See the recommendation.

Thompson's attorney, Stephen Hurley, has ten days to file an objection to the recommendation, according to the filing. The trial, however, is set to begin on June 5.

In a brief supporting the motion to dismiss, Hurley wrote that the indictment failed to allege private gain from the contract award.

Magistrate Judge Patricia Gorence disagreed: "Several district courts in this circuit have held that providing political advantage to another as a result of the misuse of one's public position, and thus gaining personal job security, can satisfy the requirement of personal gain."

Gorence disagreed with Hurley's assertion that Thompson had no authority to award a contract, and therefore could not have misapplied funds. "(T)he evaluation committee all but signs the contract awarded," wrote Gorence.

Hurley also argued that because the contract went to the lowest bidder, that there was no misapplication of funds. Gorence disagreed, writing "it is irrelevant whether the state recognized a benefit." Gorence further stated that the actions do not have to be for illegitimate purposes. "(I)f it were for illegitimate purposes, it would be covered by the prohibitions against embezzlement, stealing, obtaining by fraud, or conversion," Gorence wrote.

Hurley also asserted that the mail and wire fraud statue was unconstitutionally vague as applied to Thompson.

Gorence sided with the government, saying that the indictment alleges misconduct under the statute. Citing case law, Gorence wrote that "criminal liability under the mail and wire fraud statutes – particularly under an intangible-rights theory – attaches to the misuse of one's fiduciary position for personal gain."

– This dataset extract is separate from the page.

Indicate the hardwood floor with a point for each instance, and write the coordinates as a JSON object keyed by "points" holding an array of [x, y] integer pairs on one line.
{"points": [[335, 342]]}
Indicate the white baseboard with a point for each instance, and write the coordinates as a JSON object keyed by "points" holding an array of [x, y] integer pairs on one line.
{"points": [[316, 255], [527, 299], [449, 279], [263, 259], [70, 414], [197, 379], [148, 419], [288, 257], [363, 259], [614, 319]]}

In a brief supporting the dismissal of count two of the indictment Hurley argued the statute Thompson is charged under "is a form of petty treason legislatively contrived in slapdash fashion," that conflicts with the treason clause of the U.S. Constitution.

Gorence wrote that the honest services fraud is a different, and far less severe crime than treason, and that the statue does not conflict with the treason clause.